Ghana recorded new HIV infections of 18,928 in the year 2020, bringing the number of people living with the virus to a cumulative figure of 346,120 at the end of the year. AIDs related deaths for the year was 12,758.
Out of the total HIV population, females constitute 66 per cent while males constitute 34 per cent of the figure. Also, 92 per cent of those carrying the virus are adults within the age bracket of 14 and above, while children from 14 years and below constitute two per cent of those carrying the virus.
For the new infections of over 18,000, females make up 83 per cent of those infected while the male population is 17 per cent. Again, out of the figure, 53 per cent are adults aged 25 years and above; 28 per cent are young adults between 14 and 25 years; while children below 14 years constitute 19 per cent of the infected.
Providing an update on the country’s HIV and AIDs response during a media engagement in Koforidua over the weekend, Mr Kyeremeh Atuahene, the Director General of the Ghana Aids Commission (GAC), said HIV still remains a public health concern because it is among the 10 top causes of deaths in the country.
He expressed worries about the fact that even though treatment exists to suppress the viral load and keep those carrying the virus alive, people are still dying because they either do not access the treatment or do not have access to same.
“There are many people infected with HIV who should be on treatment, but are not. Some resort to herbal treatments, and are made to believe claims that they are healed, and therefore stop accessing treatment,” he stated.
Mr Atuahene advised those living with the virus to commit to their treatment, explaining that “treatment helps to break the chain of infections by suppressing the viral load of the infected person so that after sometimes the virus is no longer transmittable from the infected person.”
The GAC Director General explained that the most vulnerable groups when it comes to HIV infections are men who sleep with men(MSM) and sex workers, who are 10.6 times and four times at risk, respectively, of getting infected with the virus.
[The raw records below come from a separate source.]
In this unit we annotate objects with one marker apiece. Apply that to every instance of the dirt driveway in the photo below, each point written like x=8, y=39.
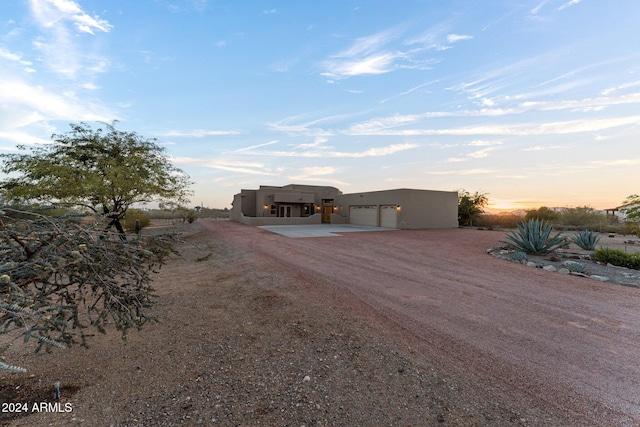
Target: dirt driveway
x=534, y=338
x=401, y=328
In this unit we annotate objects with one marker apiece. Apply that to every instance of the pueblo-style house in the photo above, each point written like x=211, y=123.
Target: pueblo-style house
x=311, y=204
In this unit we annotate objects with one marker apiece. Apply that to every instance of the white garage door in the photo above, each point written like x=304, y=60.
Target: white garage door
x=388, y=216
x=363, y=215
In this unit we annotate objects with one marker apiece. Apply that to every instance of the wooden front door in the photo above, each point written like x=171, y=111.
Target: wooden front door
x=326, y=213
x=285, y=211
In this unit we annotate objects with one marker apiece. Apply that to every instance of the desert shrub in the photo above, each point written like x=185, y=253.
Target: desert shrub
x=534, y=237
x=586, y=240
x=132, y=215
x=585, y=217
x=543, y=213
x=519, y=256
x=618, y=257
x=191, y=216
x=492, y=221
x=60, y=279
x=576, y=267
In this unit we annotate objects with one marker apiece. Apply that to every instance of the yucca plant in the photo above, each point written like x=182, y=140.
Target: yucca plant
x=534, y=237
x=586, y=240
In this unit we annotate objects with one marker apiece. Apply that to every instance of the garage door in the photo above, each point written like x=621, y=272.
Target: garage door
x=388, y=216
x=363, y=215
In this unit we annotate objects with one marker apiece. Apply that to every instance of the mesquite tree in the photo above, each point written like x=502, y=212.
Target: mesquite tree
x=62, y=279
x=104, y=170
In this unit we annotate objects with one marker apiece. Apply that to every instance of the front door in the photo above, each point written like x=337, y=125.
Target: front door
x=326, y=213
x=285, y=211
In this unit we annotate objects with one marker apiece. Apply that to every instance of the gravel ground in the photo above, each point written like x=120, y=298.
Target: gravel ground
x=258, y=330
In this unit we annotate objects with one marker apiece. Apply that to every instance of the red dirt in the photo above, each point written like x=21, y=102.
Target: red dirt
x=536, y=339
x=404, y=328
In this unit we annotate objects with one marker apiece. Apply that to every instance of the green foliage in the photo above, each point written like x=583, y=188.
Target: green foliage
x=60, y=278
x=104, y=170
x=584, y=217
x=492, y=221
x=132, y=215
x=576, y=267
x=519, y=256
x=534, y=237
x=631, y=208
x=586, y=240
x=470, y=206
x=618, y=257
x=543, y=213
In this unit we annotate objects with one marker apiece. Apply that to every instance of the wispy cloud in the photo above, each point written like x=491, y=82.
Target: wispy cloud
x=453, y=38
x=384, y=52
x=391, y=125
x=50, y=12
x=197, y=133
x=59, y=45
x=324, y=153
x=250, y=168
x=300, y=126
x=569, y=4
x=35, y=103
x=253, y=147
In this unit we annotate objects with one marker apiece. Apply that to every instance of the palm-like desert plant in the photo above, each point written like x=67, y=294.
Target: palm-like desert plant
x=534, y=237
x=586, y=240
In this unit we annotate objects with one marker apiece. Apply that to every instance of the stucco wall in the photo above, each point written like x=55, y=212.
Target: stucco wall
x=418, y=208
x=257, y=221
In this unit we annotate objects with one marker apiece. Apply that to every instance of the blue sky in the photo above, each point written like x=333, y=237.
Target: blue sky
x=535, y=102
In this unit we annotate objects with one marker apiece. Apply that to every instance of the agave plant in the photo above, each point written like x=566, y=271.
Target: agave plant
x=534, y=237
x=586, y=240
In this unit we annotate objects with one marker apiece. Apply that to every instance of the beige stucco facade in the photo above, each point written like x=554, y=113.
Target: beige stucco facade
x=310, y=204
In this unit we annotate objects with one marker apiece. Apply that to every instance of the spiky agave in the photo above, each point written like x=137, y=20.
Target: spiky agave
x=586, y=240
x=534, y=237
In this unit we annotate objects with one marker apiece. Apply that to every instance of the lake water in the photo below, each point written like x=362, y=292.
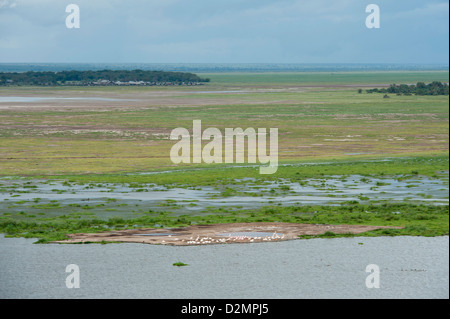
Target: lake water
x=410, y=267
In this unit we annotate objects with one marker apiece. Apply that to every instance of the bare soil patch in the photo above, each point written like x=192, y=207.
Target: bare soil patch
x=217, y=233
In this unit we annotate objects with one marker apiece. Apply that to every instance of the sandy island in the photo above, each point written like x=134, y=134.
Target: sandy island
x=218, y=234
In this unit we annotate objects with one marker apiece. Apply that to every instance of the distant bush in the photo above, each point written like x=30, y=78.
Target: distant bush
x=103, y=77
x=434, y=88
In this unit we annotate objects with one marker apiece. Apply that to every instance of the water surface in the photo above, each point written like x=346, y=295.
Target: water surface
x=410, y=267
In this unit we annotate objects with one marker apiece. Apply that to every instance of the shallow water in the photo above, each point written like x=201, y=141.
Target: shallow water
x=332, y=190
x=410, y=267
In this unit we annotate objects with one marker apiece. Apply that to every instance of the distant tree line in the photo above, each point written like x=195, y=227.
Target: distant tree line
x=434, y=88
x=103, y=77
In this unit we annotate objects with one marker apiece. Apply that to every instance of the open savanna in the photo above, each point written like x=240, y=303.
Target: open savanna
x=326, y=128
x=131, y=134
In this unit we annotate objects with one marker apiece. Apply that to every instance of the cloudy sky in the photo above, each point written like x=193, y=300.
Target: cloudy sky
x=225, y=31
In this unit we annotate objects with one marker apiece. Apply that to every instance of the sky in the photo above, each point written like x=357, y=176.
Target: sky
x=224, y=31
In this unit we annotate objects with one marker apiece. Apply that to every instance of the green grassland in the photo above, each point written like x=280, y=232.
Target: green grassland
x=323, y=131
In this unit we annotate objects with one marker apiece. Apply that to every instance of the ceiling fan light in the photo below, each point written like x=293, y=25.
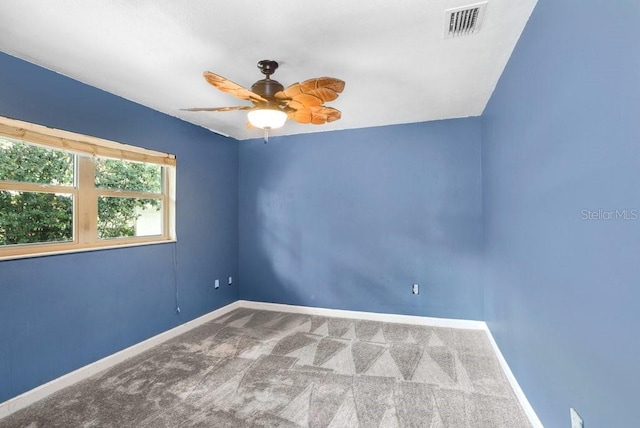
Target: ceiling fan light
x=267, y=118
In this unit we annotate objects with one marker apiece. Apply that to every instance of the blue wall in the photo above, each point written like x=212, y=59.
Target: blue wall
x=351, y=219
x=59, y=313
x=561, y=135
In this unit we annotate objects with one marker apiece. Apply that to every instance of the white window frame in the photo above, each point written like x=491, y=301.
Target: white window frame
x=85, y=194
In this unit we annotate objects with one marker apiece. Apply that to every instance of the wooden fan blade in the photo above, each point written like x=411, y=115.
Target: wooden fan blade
x=218, y=108
x=316, y=115
x=226, y=85
x=312, y=92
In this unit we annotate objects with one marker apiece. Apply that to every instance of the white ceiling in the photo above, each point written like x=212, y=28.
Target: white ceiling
x=397, y=65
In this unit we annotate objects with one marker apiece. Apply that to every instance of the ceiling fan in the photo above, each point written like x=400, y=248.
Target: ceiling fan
x=273, y=104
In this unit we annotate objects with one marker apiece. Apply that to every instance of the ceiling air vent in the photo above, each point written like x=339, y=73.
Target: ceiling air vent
x=463, y=21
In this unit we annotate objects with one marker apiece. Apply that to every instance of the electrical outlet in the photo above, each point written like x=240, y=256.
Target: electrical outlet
x=576, y=420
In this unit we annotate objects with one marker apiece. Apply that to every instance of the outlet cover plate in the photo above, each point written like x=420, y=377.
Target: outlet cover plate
x=576, y=420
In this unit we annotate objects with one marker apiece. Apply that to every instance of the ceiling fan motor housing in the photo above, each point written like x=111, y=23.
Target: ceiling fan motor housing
x=267, y=88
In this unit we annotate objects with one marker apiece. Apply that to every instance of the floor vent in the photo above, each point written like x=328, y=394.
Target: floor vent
x=463, y=21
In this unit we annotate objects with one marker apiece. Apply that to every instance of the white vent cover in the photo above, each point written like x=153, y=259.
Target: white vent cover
x=463, y=21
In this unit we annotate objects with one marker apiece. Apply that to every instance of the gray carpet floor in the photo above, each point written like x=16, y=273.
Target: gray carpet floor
x=253, y=368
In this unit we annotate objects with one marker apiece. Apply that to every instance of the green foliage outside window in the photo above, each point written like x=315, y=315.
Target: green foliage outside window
x=31, y=217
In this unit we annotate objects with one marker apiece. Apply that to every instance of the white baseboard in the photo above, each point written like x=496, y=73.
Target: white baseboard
x=23, y=400
x=369, y=316
x=409, y=319
x=42, y=391
x=526, y=406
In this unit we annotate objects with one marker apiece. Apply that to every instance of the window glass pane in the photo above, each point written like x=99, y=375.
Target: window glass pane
x=27, y=163
x=31, y=218
x=123, y=217
x=115, y=174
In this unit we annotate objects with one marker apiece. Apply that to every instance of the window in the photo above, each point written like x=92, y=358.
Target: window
x=61, y=191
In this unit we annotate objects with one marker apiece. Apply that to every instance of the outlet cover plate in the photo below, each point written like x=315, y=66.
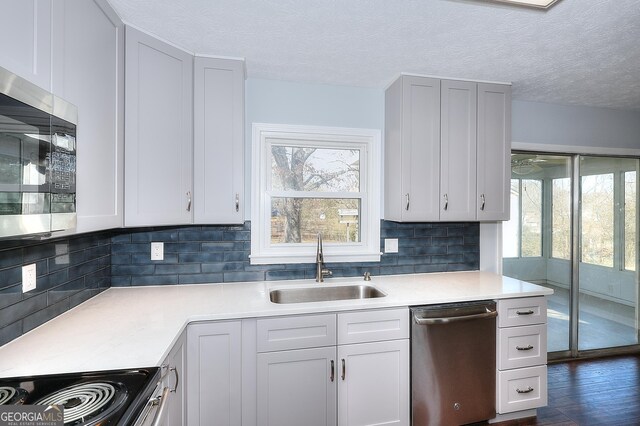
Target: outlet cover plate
x=390, y=245
x=28, y=277
x=157, y=251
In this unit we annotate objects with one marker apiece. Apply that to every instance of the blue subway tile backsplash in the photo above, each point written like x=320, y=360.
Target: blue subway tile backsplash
x=68, y=271
x=71, y=270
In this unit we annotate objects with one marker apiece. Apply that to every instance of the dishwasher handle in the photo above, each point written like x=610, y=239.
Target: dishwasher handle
x=446, y=320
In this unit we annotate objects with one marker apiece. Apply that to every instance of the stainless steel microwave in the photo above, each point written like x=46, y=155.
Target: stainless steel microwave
x=37, y=160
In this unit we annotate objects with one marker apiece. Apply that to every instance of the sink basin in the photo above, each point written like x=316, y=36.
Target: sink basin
x=324, y=293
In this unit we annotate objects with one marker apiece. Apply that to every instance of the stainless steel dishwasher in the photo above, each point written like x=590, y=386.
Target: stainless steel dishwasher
x=453, y=363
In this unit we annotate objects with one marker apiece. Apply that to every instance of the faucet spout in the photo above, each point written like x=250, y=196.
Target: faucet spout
x=321, y=271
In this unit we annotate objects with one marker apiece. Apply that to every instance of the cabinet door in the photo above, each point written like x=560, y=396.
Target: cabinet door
x=89, y=49
x=458, y=151
x=215, y=373
x=159, y=148
x=297, y=387
x=25, y=28
x=218, y=141
x=373, y=385
x=494, y=151
x=412, y=149
x=174, y=379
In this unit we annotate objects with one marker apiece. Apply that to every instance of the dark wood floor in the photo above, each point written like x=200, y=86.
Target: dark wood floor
x=602, y=391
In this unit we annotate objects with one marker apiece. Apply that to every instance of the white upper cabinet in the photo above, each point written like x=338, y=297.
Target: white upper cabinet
x=458, y=151
x=447, y=147
x=218, y=166
x=494, y=151
x=412, y=149
x=158, y=134
x=88, y=71
x=25, y=28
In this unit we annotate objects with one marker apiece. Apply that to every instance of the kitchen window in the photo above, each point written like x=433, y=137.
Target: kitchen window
x=311, y=180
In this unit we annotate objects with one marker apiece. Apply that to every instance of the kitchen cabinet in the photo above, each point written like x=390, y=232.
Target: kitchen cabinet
x=25, y=28
x=88, y=47
x=447, y=147
x=361, y=358
x=158, y=134
x=522, y=355
x=173, y=370
x=218, y=121
x=214, y=374
x=412, y=150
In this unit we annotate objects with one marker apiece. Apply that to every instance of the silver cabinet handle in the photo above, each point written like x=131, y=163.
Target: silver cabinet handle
x=444, y=320
x=524, y=348
x=162, y=400
x=175, y=371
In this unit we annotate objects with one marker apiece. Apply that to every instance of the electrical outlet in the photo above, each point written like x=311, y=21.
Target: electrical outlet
x=28, y=277
x=157, y=251
x=390, y=245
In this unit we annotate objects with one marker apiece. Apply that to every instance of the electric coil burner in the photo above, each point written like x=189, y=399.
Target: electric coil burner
x=89, y=399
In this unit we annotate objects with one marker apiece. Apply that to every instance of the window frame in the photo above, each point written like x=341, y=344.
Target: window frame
x=368, y=141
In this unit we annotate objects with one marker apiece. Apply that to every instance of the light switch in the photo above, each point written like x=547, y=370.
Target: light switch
x=390, y=245
x=157, y=251
x=28, y=277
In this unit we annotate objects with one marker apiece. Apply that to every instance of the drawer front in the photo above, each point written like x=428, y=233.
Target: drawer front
x=296, y=332
x=524, y=311
x=522, y=346
x=373, y=326
x=522, y=389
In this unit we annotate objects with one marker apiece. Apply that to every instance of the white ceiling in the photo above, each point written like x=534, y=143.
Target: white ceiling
x=581, y=52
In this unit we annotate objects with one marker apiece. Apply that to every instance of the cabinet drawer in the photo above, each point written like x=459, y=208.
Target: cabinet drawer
x=522, y=389
x=524, y=311
x=373, y=326
x=522, y=346
x=296, y=332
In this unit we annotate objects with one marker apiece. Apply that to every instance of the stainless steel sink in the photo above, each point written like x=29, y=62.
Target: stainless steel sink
x=324, y=293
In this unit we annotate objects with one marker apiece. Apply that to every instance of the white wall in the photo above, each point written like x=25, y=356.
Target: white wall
x=284, y=102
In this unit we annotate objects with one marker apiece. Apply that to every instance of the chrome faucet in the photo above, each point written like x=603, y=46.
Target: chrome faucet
x=321, y=271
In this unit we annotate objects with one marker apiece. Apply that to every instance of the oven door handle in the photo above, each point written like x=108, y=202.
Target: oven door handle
x=162, y=400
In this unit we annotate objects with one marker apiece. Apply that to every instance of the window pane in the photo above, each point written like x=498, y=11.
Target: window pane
x=299, y=220
x=314, y=169
x=531, y=218
x=630, y=203
x=597, y=219
x=511, y=229
x=561, y=218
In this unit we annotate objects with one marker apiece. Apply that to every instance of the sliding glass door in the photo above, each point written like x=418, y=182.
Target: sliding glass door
x=573, y=228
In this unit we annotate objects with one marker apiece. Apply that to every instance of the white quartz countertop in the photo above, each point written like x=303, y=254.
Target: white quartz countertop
x=135, y=327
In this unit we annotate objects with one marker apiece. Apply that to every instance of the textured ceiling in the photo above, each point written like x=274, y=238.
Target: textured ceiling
x=581, y=52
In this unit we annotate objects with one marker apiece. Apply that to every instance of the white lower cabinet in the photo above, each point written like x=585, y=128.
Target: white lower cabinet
x=364, y=383
x=522, y=355
x=214, y=374
x=173, y=370
x=373, y=385
x=297, y=387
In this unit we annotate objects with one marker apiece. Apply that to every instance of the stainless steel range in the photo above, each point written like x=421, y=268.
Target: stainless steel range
x=121, y=397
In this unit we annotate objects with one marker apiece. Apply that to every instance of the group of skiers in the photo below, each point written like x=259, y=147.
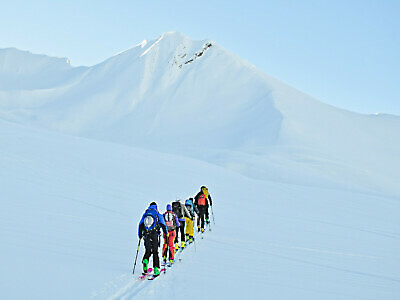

He said in the fight against the epidemic, the focus must first be on these groups and their partners in order to break the chain of infections. “We don’t support their activities; all we are interested in is the health of the public,” he stressed.
Mr Atuahene stated categorically that the Ghana Aids Commission is not against the LGBTIQQAAP+ bill. The Commission, he said, is however concerned that some provisions in the bill in its current form could pose a challenge to its work.
He fears some provisions in the bill “will drive key populations underground, and when that happens they will not access HIV services, and that can lead to the spread of the virus.”